You are viewing a plain text version of this content. The canonical link for it is here.
Posted to user@spark.apache.org by 萝卜丝炒饭 <14...@qq.com> on 2017/02/14 11:41:55 UTC
how to fix the order of data
HI all,
the belowing is my test code. I found the output of val input is different. how do i fix the order please?
scala> val input = sc.parallelize( Array(1,2,3))
input: org.apache.spark.rdd.RDD[Int] = ParallelCollectionRDD[13] at parallelize at <console>:24
scala> input.foreach(print)
132
scala> input.foreach(print)
213
scala> input.foreach(print)
312
Re: how to fix the order of data
Posted by 萝卜丝炒饭 <14...@qq.com>.
IT works well now, thanks
---Original---
From: "Sam Elamin"<hu...@gmail.com>
Date: 2017/2/14 19:54:36
To: "萝卜丝炒饭"<14...@qq.com>;
Cc: "user"<us...@spark.apache.org>;
Subject: Re: how to fix the order of data
Its because you are just printing on the rdd
You can sort the df like below
 input.toDF().sort().collect()
or if you do not want to convert to a dataframe you can use the sort by sortByKey([ascending], [numTasks])
Regards
Sam
On Tue, Feb 14, 2017 at 11:41 AM, 萝卜丝炒饭 <14...@qq.com> wrote:
   HI  all,
the belowing is my test code. I found the output of val input is different. how do i fix the order please?

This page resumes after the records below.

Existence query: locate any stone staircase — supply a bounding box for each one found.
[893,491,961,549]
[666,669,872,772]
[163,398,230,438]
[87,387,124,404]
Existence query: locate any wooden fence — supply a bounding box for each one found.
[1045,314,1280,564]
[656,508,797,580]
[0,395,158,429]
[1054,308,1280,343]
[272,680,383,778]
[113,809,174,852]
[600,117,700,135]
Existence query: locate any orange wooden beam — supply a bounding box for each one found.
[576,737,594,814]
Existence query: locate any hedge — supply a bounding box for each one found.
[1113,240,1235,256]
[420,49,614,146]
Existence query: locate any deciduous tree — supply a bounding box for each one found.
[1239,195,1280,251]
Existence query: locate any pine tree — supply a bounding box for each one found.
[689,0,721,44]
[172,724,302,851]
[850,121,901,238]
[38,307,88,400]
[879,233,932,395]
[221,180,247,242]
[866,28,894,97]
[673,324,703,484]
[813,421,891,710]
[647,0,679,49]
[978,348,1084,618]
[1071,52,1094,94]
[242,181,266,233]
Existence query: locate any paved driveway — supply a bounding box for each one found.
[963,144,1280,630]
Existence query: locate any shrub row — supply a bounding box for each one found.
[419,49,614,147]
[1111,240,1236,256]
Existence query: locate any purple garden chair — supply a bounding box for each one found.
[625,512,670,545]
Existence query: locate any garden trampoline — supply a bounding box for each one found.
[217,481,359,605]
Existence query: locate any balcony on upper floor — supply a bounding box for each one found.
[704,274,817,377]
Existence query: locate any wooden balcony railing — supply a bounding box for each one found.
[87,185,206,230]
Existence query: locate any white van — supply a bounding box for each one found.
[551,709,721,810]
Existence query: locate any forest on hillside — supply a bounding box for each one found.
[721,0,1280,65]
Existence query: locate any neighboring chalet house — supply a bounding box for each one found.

scala> val input = sc.parallelize( Array(1,2,3))
input: org.apache.spark.rdd.RDD[Int] = ParallelCollectionRDD[13] at parallelize at <console>:24
scala> input.foreach(print)
132
scala> input.foreach(print)
213
scala> input.foreach(print)
312
Re: how to fix the order of data
Posted by Sam Elamin <hu...@gmail.com>.
Its because you are just printing on the rdd
You can sort the df like below
input.toDF().sort().collect()
or if you do not want to convert to a dataframe you can use the sort by
*sortByKey*([*ascending*], [*numTasks*])
Regards
Sam
On Tue, Feb 14, 2017 at 11:41 AM, 萝卜丝炒饭 <14...@qq.com> wrote:
> HI all,
> the belowing is my test code. I found the output of val
> input is different. how do i fix the order please?
>
> scala> val input = sc.parallelize( Array(1,2,3))
> input: org.apache.spark.rdd.RDD[Int] = ParallelCollectionRDD[13] at
> parallelize at <console>:24
>
> scala> input.foreach(print)
> 132
> scala> input.foreach(print)
> 213
> scala> input.foreach(print)
> 312